Here are the results from a sample run:

seen_name => 0.2247 seconds

/tmp/test/lib64/python3.8/site-packages/numba/core/ir_utils.py:2031: NumbaPendingDeprecationWarning: 
Encountered the use of a type that is scheduled for deprecation: type 'reflected list' found for argument 'names' of function 'seen_name_numba'.

For more information visit https://numba.pydata.org/numba-doc/latest/reference/deprecation.html#deprecation-of-reflection-for-list-and-set-types

File "numba_dict.py", line 23:
@numba.njit
def seen_name_numba(names):
^

  warnings.warn(NumbaPendingDeprecationWarning(msg, loc=loc))

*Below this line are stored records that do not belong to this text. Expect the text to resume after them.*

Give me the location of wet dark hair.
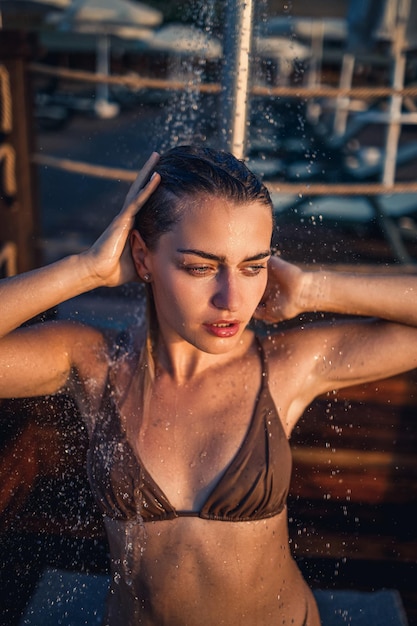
[135,145,272,250]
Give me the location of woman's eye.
[185,265,211,276]
[245,265,266,276]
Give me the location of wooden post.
[0,31,40,276]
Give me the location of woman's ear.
[130,230,151,282]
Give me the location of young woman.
[0,147,417,626]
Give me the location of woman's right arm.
[0,153,159,398]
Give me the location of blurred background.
[0,0,417,625]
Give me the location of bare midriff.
[104,510,320,626]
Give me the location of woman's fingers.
[122,152,159,211]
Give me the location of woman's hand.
[83,152,160,287]
[254,256,305,324]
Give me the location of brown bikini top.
[87,341,292,522]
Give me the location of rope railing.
[32,154,417,197]
[29,63,417,99]
[29,63,417,197]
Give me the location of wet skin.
[96,199,318,626]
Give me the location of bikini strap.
[255,335,269,387]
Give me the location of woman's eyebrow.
[177,248,271,263]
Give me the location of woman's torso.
[82,330,318,626]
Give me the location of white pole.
[222,0,254,159]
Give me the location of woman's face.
[143,196,272,354]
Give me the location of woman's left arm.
[256,257,417,393]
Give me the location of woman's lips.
[204,320,240,337]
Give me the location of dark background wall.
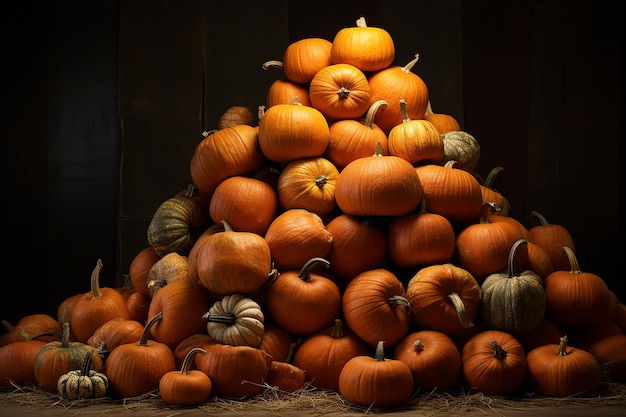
[0,0,626,322]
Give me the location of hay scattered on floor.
[0,383,626,415]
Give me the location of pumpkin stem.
[363,100,388,129]
[563,246,582,274]
[448,291,474,329]
[402,54,420,74]
[372,141,383,156]
[413,339,425,353]
[483,167,504,190]
[489,340,507,360]
[337,87,350,100]
[137,311,163,346]
[180,347,206,375]
[60,322,70,348]
[202,313,237,324]
[330,319,344,339]
[374,340,385,362]
[298,257,330,281]
[556,335,569,356]
[400,98,411,123]
[261,59,285,70]
[507,239,528,278]
[479,201,502,224]
[387,295,411,316]
[80,349,93,376]
[530,210,550,226]
[315,175,328,188]
[91,259,102,299]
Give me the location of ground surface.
[0,384,626,417]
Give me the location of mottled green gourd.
[441,130,480,172]
[481,239,546,335]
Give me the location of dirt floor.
[0,384,626,417]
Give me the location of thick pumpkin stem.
[330,319,344,339]
[180,347,206,375]
[402,54,420,74]
[363,100,389,129]
[530,210,550,226]
[400,98,411,123]
[337,87,350,100]
[448,292,474,329]
[483,167,504,190]
[374,340,385,362]
[137,311,163,346]
[556,335,569,356]
[563,246,582,274]
[202,313,237,324]
[413,339,425,353]
[261,59,285,70]
[315,175,328,188]
[298,257,330,281]
[91,259,102,298]
[60,322,70,348]
[489,340,507,360]
[387,295,411,315]
[507,239,528,278]
[80,349,93,376]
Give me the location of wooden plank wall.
[0,0,626,322]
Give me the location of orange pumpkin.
[282,37,333,84]
[393,330,461,392]
[424,100,461,133]
[406,263,481,336]
[330,17,396,72]
[341,268,411,348]
[326,214,387,281]
[265,208,333,270]
[189,221,272,294]
[309,64,370,120]
[265,257,341,335]
[326,100,389,170]
[209,175,278,236]
[276,156,339,218]
[367,55,428,133]
[339,340,413,408]
[103,312,174,398]
[544,246,611,327]
[415,161,483,224]
[461,330,526,395]
[335,144,423,216]
[387,199,456,268]
[189,124,266,196]
[293,318,370,392]
[387,99,443,166]
[70,259,130,342]
[456,202,528,282]
[528,211,576,271]
[526,336,602,398]
[259,79,311,107]
[159,348,213,405]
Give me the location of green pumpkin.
[481,239,546,335]
[147,185,210,257]
[441,130,480,172]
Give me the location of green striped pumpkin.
[441,130,480,172]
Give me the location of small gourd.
[202,294,265,347]
[57,350,109,400]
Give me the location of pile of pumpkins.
[0,18,626,408]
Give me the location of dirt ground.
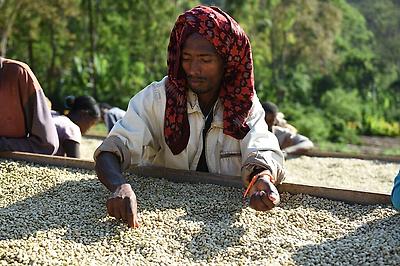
[81,137,400,193]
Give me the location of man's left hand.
[249,172,280,211]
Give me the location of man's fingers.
[106,197,122,219]
[124,198,137,228]
[106,198,115,217]
[250,191,273,211]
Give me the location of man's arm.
[95,152,139,228]
[95,152,127,192]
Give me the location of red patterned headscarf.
[164,6,254,155]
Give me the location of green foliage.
[280,104,331,142]
[366,116,400,136]
[0,0,400,145]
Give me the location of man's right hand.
[106,184,139,228]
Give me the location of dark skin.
[95,33,279,228]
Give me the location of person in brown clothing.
[0,57,59,154]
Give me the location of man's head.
[262,102,278,132]
[164,6,255,154]
[99,103,112,120]
[181,33,224,94]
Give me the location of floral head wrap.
[164,6,254,155]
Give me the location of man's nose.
[189,60,202,76]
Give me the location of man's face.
[265,113,276,132]
[181,33,224,94]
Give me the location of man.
[262,102,314,154]
[391,171,400,210]
[99,103,126,132]
[0,57,58,154]
[94,6,284,227]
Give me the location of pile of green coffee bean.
[0,159,400,265]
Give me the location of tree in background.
[0,0,400,141]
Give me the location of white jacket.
[94,77,284,184]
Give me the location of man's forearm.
[95,152,127,192]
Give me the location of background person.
[52,96,100,158]
[391,170,400,210]
[0,57,59,154]
[94,6,284,227]
[262,102,314,154]
[99,103,126,132]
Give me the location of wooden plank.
[0,152,390,205]
[0,151,94,170]
[278,183,391,205]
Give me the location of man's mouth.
[188,78,205,85]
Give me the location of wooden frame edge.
[0,152,391,205]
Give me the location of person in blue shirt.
[392,170,400,210]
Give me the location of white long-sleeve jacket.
[94,77,284,184]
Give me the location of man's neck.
[198,94,218,115]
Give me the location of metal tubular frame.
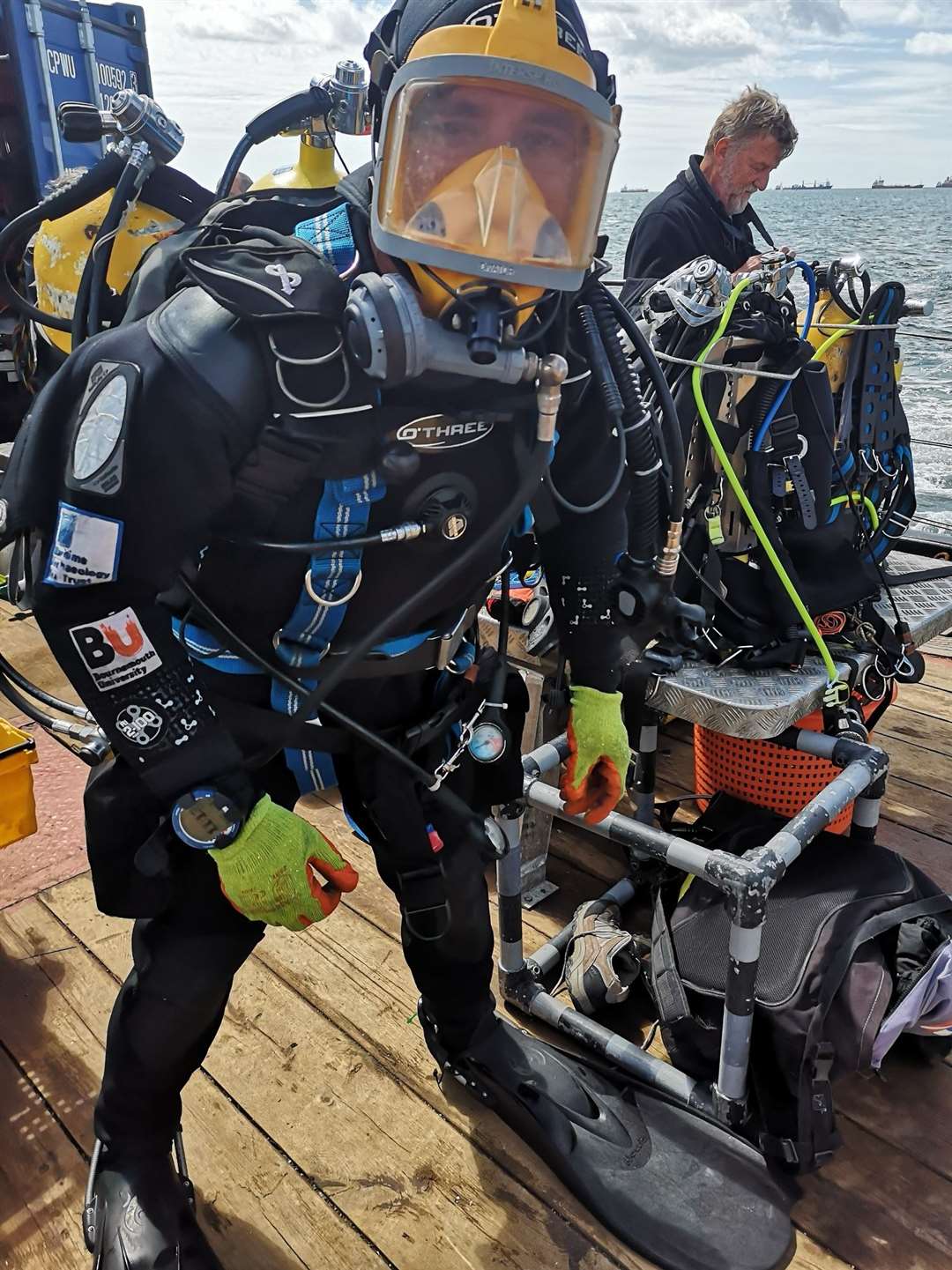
[497,728,889,1128]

seen_name_numba tolist => 2.71 seconds

seen_name_numba typed.List => 3.321 seconds

The non-numba version was the fastest, at 0.22 seconds. Using the deprecated tolist() approach took 2.71 seconds, and using typed.List took 3.32 seconds.

It’s interesting that most of the time seems to be spent creating the typed list numba.typed.List(df.name). Since pandas Series can be easily converted to numpy arrays, I wonder if there’s an optimization opportunity there.

However, even when taking out the cost of creating the typed list, the function is still slower.